Quelque chose me tracasse, je n’arrive pas à déterminer quoi. J’ai finalement pris la décision de continuer mon voyage auprès de ce “Coriolan”. Il semble quelqu’un d’attentionné et de soigné,  et au vu de son attirail, nous avons les mêmes aptitudes. Je pourrais écrire que je suis restée pour des raisons de sécurité, mais pas de secrets entre nous : Ce qui me trouble est lié à lui. J’ai du temps avant d’arriver dans la Lothlorien, avec un peu de chance j’arriverai à déterminer ce dont il s’agit.

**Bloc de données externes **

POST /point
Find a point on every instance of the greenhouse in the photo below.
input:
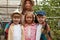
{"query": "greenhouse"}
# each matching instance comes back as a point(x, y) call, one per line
point(51, 7)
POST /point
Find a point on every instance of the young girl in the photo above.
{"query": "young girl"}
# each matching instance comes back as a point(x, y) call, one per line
point(29, 27)
point(45, 29)
point(27, 6)
point(15, 31)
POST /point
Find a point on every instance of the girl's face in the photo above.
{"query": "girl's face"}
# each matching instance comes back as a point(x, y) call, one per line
point(16, 19)
point(41, 19)
point(29, 18)
point(28, 5)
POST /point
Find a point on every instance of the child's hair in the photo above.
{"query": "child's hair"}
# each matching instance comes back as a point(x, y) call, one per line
point(15, 14)
point(31, 14)
point(23, 6)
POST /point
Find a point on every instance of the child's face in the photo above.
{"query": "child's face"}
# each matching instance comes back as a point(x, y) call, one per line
point(41, 19)
point(28, 5)
point(16, 19)
point(29, 18)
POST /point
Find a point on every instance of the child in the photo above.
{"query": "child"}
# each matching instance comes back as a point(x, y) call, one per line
point(15, 31)
point(29, 27)
point(41, 18)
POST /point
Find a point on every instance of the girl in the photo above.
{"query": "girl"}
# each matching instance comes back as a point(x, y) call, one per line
point(29, 27)
point(27, 6)
point(15, 31)
point(45, 29)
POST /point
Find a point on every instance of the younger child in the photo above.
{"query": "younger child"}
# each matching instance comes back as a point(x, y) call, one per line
point(41, 18)
point(15, 31)
point(29, 27)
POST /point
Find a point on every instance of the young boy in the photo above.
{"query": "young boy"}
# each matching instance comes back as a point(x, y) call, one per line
point(41, 18)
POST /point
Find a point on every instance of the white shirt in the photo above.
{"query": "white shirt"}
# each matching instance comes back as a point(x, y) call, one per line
point(17, 32)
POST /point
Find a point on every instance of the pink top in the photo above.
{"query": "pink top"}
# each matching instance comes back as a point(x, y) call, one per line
point(30, 32)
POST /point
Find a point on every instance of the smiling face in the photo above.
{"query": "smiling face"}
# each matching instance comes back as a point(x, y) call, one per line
point(28, 5)
point(41, 19)
point(16, 18)
point(29, 18)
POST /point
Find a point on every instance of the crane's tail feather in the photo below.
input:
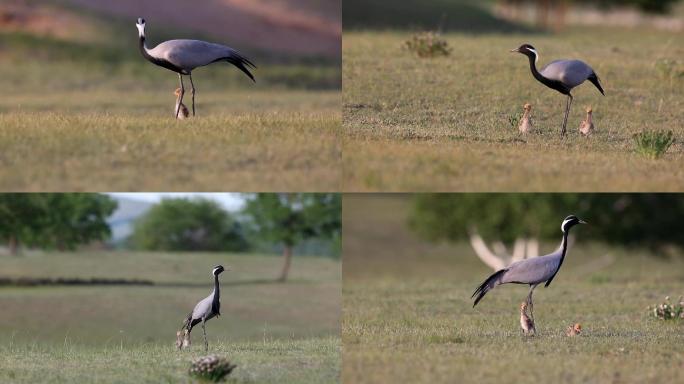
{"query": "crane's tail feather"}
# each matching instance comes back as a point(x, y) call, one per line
point(487, 285)
point(595, 80)
point(241, 62)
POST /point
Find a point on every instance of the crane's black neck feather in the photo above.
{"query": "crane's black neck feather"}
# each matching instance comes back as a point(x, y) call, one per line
point(216, 304)
point(564, 249)
point(158, 61)
point(553, 84)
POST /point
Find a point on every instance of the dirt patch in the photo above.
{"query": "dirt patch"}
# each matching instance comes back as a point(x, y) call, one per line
point(292, 27)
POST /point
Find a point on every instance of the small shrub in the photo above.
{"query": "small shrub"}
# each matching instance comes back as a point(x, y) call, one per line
point(667, 310)
point(211, 368)
point(427, 44)
point(653, 144)
point(669, 69)
point(514, 120)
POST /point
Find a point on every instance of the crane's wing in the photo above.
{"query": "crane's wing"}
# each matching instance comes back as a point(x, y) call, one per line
point(190, 54)
point(570, 72)
point(532, 271)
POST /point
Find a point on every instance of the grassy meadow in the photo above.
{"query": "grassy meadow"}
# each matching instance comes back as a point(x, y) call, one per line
point(275, 333)
point(85, 111)
point(408, 316)
point(443, 124)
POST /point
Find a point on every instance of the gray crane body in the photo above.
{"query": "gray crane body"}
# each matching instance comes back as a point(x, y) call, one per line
point(561, 75)
point(206, 309)
point(183, 56)
point(530, 271)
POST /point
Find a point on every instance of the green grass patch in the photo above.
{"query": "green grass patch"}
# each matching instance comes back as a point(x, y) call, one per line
point(446, 124)
point(653, 144)
point(408, 315)
point(273, 332)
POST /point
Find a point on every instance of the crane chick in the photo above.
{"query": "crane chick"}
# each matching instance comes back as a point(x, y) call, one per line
point(184, 113)
point(526, 323)
point(587, 125)
point(574, 330)
point(525, 124)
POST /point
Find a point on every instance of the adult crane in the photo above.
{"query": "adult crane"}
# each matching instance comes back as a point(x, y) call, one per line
point(183, 56)
point(206, 309)
point(531, 271)
point(561, 75)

Je l’entendis s’agiter dans son sommeil. Posant mon carnet et ma plume, je récupérai ma harpe et entonnai quelques chansons douces. Lorsqu’il sembla se calmer, je repris mon écriture.



Ce n’est pas aujourd’hui que je vais commencer à croire au hasard. Nous verrons bien où tout ça nous mène.



Je rajoutai quelques bûches dans le feu et récupérai ma cape la plus chaude dans mes affaires. Je grimaçai en me rappelant qu’elle avait été faite en peau de loup et pris la décision d’en tailler une autre quand cela me serait possible. Fatiguée, je ramenai ma couverture de fortune jusqu’aux flammes et m’installai pour dormir.